An abdominal aortic aneurysm (AAA) is a localized expansion of the abdominal aorta, in which the vessel diameter exceeds 3 cm or is increased by more than 50% compared to the normal expected size. It has been increasingly recognized as a systemic disease involving complex interactions between vascular tissues and extra-aortic factors, particularly host metabolism and inflammation. The aim for the study was to integrate multi-omics approaches to systematically investigate the molecular mechanisms underlying AAA.

Results

Significantly reduced α-diversity Pielou’s evenness was observed in AAA mice with downregulated Bacteroides acidifaciens, Bacteroides caecimuris, Bacteroides fragilis and upregulated Roseburia sp_1XD42_69, Chlamydia abortus, Eubacterium plexicaudatum, Eubacterium sp.14_2. Additionally, the metabolic profiles of cecal contents and serum were significantly altered in AAA mice compared to those in sham mice, with synchronous enrichment of the primary bile acid biosynthesis pathway in both compartments. Notably, 17 metabolites exhibited coordinated alterations and significant positive correlations. Transcriptomics revealed activated inflammatory pathways (leukocyte recruitment and NF-κB signaling) and increased immune infiltration in AAA aortas. Integrated analysis further revealed impaired gut microbial amino acid metabolism, accompanied by intestinal accumulation of L-leucine and L-arginine. The levels of primary and secondary bile acids showed a distinct compartmental imbalance. Weighted gene co-expression network modeling revealed a significant inverse correlation between serum bile acid levels and aortic gene modules enriched in inflammatory/chemokine signaling and cell adhesion pathways.
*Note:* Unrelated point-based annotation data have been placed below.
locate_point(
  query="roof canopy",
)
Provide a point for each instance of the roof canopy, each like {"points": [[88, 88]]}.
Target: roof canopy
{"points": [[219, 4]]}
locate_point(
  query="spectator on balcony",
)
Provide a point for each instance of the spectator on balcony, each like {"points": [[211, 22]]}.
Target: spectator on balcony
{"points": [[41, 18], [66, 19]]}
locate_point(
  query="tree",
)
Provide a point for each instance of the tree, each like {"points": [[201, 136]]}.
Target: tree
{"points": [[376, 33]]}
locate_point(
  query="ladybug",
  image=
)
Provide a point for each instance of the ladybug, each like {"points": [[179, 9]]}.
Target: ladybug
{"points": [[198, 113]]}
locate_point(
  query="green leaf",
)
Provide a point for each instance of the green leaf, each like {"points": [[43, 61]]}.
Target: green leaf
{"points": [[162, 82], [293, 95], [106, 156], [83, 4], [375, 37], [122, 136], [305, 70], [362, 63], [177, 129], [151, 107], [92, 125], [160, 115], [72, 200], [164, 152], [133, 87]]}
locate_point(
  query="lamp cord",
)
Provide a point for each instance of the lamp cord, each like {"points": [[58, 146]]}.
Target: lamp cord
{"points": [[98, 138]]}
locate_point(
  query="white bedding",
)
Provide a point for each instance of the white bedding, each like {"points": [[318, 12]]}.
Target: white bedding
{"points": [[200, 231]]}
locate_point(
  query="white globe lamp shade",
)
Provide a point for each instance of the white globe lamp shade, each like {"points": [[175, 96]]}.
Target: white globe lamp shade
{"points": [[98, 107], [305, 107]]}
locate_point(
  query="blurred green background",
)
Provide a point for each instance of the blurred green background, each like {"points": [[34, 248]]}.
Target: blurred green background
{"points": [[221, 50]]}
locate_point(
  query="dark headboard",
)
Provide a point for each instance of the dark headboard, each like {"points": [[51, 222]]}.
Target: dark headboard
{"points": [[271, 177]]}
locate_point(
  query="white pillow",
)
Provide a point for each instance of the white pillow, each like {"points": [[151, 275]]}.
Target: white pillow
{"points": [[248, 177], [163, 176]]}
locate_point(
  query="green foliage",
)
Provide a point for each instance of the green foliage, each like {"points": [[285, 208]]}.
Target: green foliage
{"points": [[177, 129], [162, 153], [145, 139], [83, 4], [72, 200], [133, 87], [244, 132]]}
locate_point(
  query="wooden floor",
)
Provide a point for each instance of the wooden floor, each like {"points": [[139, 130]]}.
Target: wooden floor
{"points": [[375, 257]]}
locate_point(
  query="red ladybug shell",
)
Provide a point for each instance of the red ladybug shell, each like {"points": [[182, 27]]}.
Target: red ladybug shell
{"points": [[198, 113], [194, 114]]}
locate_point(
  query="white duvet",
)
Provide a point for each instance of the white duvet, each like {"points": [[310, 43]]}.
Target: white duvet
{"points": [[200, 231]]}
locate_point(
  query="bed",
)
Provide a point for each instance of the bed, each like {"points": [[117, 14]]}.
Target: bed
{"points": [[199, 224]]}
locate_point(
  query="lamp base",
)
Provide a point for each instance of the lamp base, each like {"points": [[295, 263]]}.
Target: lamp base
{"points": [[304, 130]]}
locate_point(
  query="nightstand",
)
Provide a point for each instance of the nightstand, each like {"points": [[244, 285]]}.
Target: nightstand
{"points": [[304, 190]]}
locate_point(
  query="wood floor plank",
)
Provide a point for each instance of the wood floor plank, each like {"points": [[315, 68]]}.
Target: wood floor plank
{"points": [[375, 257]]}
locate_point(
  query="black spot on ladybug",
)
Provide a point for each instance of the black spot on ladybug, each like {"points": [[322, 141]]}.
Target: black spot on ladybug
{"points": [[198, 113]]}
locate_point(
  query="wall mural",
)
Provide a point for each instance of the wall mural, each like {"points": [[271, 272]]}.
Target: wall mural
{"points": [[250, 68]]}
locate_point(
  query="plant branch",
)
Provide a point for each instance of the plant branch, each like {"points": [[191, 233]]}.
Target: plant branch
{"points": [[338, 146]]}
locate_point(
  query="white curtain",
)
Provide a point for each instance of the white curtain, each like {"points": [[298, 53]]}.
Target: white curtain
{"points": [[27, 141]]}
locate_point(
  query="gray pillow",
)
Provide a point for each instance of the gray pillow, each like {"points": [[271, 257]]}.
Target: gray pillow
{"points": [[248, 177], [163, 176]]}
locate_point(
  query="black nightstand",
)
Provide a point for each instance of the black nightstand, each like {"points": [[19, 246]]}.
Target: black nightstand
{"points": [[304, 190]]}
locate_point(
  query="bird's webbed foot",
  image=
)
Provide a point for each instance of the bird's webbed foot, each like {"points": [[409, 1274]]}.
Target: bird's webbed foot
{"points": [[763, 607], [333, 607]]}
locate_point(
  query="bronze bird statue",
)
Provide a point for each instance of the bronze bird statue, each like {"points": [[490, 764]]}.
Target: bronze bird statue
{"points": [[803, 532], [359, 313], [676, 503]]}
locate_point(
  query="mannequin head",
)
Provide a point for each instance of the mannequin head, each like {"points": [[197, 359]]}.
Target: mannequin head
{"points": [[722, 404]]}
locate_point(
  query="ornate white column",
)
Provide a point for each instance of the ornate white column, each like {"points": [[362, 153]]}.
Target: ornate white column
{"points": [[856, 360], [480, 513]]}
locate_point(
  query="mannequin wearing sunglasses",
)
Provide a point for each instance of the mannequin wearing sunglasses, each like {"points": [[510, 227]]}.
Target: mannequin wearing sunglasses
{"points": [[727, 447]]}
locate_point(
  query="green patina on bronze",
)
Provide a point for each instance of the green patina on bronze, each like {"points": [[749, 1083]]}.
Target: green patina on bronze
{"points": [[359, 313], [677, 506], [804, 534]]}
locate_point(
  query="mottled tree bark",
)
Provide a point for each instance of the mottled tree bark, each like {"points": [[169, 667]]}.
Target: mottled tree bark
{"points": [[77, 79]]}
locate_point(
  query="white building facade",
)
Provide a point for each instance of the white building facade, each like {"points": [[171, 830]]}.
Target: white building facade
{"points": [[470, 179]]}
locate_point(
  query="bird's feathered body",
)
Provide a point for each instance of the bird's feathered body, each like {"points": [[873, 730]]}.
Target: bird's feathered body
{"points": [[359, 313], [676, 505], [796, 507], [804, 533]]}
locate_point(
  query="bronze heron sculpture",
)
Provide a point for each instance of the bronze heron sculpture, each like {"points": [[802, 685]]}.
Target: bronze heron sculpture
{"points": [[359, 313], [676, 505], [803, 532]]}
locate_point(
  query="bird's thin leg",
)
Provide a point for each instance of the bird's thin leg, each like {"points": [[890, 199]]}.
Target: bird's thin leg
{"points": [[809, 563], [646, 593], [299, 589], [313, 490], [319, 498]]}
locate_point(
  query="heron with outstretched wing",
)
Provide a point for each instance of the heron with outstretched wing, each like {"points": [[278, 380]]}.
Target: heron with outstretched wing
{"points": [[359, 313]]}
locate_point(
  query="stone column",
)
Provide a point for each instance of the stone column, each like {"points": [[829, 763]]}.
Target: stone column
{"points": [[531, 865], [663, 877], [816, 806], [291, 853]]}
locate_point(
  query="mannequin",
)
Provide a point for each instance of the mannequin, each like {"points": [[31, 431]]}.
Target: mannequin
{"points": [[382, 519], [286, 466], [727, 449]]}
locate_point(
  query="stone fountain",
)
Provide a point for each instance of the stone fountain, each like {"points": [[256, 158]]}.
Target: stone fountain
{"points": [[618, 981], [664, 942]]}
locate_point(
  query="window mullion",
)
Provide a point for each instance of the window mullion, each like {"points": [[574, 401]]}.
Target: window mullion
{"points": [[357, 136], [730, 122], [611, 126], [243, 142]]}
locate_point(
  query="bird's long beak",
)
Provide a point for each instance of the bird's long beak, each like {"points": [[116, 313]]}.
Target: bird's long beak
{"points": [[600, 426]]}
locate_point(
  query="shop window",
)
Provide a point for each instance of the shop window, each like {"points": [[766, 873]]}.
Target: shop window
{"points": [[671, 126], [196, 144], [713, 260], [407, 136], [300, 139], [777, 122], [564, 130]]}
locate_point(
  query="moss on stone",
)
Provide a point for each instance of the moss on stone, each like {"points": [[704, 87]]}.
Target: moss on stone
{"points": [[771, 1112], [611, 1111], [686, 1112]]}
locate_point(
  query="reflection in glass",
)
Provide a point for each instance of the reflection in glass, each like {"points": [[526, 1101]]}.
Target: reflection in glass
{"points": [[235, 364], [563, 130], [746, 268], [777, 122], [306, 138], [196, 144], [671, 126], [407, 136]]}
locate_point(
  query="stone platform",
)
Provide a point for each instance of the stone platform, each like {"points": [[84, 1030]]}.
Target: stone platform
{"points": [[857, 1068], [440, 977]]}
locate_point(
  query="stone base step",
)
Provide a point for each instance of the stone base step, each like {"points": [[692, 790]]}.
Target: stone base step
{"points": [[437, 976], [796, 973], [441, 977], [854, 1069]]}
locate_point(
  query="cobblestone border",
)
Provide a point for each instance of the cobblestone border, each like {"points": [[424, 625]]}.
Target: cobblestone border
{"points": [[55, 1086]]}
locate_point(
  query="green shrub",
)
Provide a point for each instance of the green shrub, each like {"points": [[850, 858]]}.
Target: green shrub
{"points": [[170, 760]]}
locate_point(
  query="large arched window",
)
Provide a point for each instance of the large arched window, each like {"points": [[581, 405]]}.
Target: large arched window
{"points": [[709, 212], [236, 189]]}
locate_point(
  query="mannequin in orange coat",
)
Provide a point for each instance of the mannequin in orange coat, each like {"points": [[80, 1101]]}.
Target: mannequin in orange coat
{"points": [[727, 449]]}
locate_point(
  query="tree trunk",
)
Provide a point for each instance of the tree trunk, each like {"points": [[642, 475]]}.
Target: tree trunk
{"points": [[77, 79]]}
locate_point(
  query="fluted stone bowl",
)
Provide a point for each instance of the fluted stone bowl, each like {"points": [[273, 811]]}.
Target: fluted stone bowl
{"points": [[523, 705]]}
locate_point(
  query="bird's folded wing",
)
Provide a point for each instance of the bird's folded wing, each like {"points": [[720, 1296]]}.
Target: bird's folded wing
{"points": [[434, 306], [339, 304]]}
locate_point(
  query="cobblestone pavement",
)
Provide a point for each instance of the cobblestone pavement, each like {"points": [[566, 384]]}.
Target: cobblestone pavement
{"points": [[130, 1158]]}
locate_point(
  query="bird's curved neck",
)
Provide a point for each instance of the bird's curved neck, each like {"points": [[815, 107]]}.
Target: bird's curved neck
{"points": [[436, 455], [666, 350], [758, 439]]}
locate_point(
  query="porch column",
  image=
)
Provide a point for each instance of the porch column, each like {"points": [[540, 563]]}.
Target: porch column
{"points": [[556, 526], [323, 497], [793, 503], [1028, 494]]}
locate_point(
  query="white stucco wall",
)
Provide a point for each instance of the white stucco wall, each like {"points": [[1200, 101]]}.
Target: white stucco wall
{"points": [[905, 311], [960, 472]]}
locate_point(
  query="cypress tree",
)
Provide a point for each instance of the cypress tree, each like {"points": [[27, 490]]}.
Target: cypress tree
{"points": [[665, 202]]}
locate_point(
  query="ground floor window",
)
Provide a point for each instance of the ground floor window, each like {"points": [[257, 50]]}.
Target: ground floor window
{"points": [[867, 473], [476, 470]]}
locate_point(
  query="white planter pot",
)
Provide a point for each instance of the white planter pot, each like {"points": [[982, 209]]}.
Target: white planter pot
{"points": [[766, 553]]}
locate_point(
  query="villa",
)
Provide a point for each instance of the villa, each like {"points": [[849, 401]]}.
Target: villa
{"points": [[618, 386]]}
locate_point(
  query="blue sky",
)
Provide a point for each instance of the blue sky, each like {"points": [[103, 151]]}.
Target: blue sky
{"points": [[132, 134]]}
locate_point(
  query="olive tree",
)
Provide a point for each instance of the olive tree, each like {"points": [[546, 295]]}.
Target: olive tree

Multi-omics integration using DIABLO further identified a coordinated signature across transcriptomic, microbiomic, and metabolomic layers, distinguishing AAA from sham mice and revealing candidate biomarker features associated with AAA.

Conclusions

AAA mice exhibited dysbiosis of the gut microbiota and alterations in the metabolic profile. Disrupted gut microbiota was associated with dysregulation of amino acid metabolism, whereas imbalanced bile acid metabolism was correlated with aortic inflammatory responses.